This failure made me realize that my waiting strategy had to be more precise. I didn’t need to wait for the entire page to fall silent; I only needed to wait until the key element I intended to interact with—the play button—was present and available.

I quickly adjusted my strategy. First, I relaxed the page.goto waiting condition from networkidle to domcontentloaded. This option tells Playwright to proceed as soon as the core HTML document is loaded and parsed, without waiting for all images, stylesheets, and async scripts to finish. This made the navigation step fast and reliable.

Then, I placed the real, precise waiting logic inside the clickPlayButton method. This method already contained a call to await this.page.waitForSelector(playButtonSelector, ...). This was the correct form of “waiting,” as it targeted a specific goal rather than an ambiguous and unattainable network state.

In the process of fixing this issue, I made an additional optimization. I realized that much of the continuous background network activity was related to ad and tracking scripts. These requests not only slowed down the page load and increased the risk of networkidle timeouts but were also completely useless for my download task. So, I decided to set up a request interceptor before navigation to proactively block these unnecessary requests.

// Core Snippet - Blocking unnecessary requests
await this.page.route('**/*', (route) => {
    const url = route.request().url();
    if (url.includes('google-analytics.com') || url.includes('doubleclick.net')) {
        return route.abort();
    }
    return route.continue();
});

This small change not only made the page load faster but also made my automation script’s environment cleaner and more predictable.
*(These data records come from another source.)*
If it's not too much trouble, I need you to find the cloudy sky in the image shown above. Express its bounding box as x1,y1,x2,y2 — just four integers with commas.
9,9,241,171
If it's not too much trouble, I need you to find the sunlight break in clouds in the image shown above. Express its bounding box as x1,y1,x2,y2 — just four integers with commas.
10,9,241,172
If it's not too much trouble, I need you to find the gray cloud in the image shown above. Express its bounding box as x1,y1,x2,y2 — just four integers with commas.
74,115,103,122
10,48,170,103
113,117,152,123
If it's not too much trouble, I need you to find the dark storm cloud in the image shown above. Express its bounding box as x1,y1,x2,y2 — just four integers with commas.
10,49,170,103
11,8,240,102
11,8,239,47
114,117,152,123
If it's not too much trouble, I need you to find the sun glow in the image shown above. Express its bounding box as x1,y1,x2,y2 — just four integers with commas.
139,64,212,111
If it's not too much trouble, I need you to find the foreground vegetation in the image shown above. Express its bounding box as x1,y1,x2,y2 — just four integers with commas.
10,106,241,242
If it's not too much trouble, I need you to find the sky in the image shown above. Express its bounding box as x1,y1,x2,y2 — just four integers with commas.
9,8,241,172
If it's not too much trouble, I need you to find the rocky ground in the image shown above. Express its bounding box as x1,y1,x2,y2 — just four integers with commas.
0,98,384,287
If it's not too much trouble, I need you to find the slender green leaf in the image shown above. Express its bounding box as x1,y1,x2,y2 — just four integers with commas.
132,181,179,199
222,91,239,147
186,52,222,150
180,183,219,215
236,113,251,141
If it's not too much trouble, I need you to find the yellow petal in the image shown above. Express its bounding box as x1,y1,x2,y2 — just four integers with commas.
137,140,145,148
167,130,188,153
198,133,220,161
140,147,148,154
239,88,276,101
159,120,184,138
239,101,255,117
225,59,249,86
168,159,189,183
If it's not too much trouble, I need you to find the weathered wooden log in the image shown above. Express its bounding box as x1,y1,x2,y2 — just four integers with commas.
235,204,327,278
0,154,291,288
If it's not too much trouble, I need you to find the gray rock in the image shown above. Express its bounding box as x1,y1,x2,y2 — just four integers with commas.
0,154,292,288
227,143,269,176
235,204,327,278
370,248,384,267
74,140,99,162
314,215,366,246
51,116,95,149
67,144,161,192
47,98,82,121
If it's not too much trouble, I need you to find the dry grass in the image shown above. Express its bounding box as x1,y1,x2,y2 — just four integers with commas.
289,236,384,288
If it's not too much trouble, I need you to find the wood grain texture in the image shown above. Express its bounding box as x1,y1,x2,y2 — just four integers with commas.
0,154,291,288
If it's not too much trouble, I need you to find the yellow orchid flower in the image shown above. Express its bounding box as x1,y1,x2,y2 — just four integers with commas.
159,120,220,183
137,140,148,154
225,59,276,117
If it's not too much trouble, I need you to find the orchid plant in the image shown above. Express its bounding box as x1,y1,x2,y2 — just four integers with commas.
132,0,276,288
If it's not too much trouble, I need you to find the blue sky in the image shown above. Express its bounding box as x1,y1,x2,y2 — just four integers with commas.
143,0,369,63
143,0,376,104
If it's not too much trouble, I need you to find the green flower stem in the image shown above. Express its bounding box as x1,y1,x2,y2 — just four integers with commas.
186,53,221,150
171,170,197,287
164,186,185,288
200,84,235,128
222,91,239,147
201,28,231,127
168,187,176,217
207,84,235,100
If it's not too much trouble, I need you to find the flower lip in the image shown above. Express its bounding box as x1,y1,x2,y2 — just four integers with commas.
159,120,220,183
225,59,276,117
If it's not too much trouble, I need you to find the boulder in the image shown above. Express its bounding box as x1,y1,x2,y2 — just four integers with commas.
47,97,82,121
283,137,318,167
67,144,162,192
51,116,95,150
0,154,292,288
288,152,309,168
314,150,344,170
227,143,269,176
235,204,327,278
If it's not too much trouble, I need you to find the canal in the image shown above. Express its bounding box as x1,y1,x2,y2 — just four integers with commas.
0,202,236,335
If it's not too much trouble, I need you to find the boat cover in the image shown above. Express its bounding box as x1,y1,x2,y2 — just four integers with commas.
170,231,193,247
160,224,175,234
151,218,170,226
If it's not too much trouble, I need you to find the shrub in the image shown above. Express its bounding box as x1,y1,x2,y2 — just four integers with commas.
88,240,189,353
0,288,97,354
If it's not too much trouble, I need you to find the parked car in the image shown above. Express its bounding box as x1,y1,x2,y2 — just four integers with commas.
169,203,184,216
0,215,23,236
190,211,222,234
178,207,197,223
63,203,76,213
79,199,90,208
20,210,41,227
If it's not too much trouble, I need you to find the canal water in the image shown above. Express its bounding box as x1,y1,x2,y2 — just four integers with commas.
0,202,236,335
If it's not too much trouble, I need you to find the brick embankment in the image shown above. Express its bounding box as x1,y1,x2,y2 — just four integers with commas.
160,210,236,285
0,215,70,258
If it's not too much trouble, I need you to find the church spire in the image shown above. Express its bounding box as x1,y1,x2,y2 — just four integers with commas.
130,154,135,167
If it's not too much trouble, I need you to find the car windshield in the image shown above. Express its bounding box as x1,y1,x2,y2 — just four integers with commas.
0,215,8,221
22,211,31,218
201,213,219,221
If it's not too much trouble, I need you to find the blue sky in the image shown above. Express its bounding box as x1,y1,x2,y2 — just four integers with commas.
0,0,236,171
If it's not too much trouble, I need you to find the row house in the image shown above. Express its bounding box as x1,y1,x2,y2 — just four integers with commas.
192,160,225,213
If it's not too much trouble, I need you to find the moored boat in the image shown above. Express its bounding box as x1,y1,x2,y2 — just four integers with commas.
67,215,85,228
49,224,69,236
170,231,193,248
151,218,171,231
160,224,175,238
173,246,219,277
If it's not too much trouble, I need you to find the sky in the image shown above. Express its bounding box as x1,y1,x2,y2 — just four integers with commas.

It reflected an engineer’s mindset shift from just “making it work” to “making it work better.”

A Race Condition

After resolving the navigation timeout, I ran the program again. This time, the logs showed the page loaded successfully, and the play button was clicked. I could almost hear the trumpets of victory. However, a few seconds later, a new, more bizarre error appeared: Protocol error (Network.getResponseBody): No data found for resource with given identifier.

The program had successfully captured the video chunk’s response (response object), but it failed when attempting to retrieve its content (await response.body()). The error message was very low-level, pointing directly at the Chrome DevTools Protocol (CDP) layer.

I spent a significant amount of time debugging and understanding this error. At first, I suspected a Playwright bug or some special encryption on the website’s part. But after repeated experiments and research, I finally identified the root cause: a classic and tricky “Race Condition.”

My code and the browser’s internal media processing pipeline were in a high-speed race, and I was losing.

Here’s what was happening:

The browser initiates a request for a video chunk.
The server returns data. Playwright’s backend detects this response via the CDP and notifies my Node.js process.
The Node.js event loop places a 'response' event onto its event queue.
Meanwhile, the browser, a highly optimized C++ application, doesn’t wait for my Node.js script. Its network stack receives the video data and may immediately send it via “zero-copy” or similar mechanisms directly to the GPU or media decoder for playback. For maximum performance, it clears this data from memory as soon as this operation is complete, assuming the data has been “consumed.”
When the Node.js event loop finally gets around to processing my 'response' event, my handleResponse callback function begins to execute. When the code reaches await response.body(), it sends a command back to the browser via CDP: “Please give me the data for that response you just told me about.”
The browser replies: “Sorry, the thing you’re asking for? I already processed and discarded it. The data is gone.” And thus, the No data found for resource error was thrown.

The delay in this process might be mere milliseconds or even microseconds, but in the face of a high-performance browser kernel, that’s more than enough time for the data to vanish. I realized that any form of “post-mortem” listening—any approach that tries to get the data after the response has already happened—was inherently at risk of failing.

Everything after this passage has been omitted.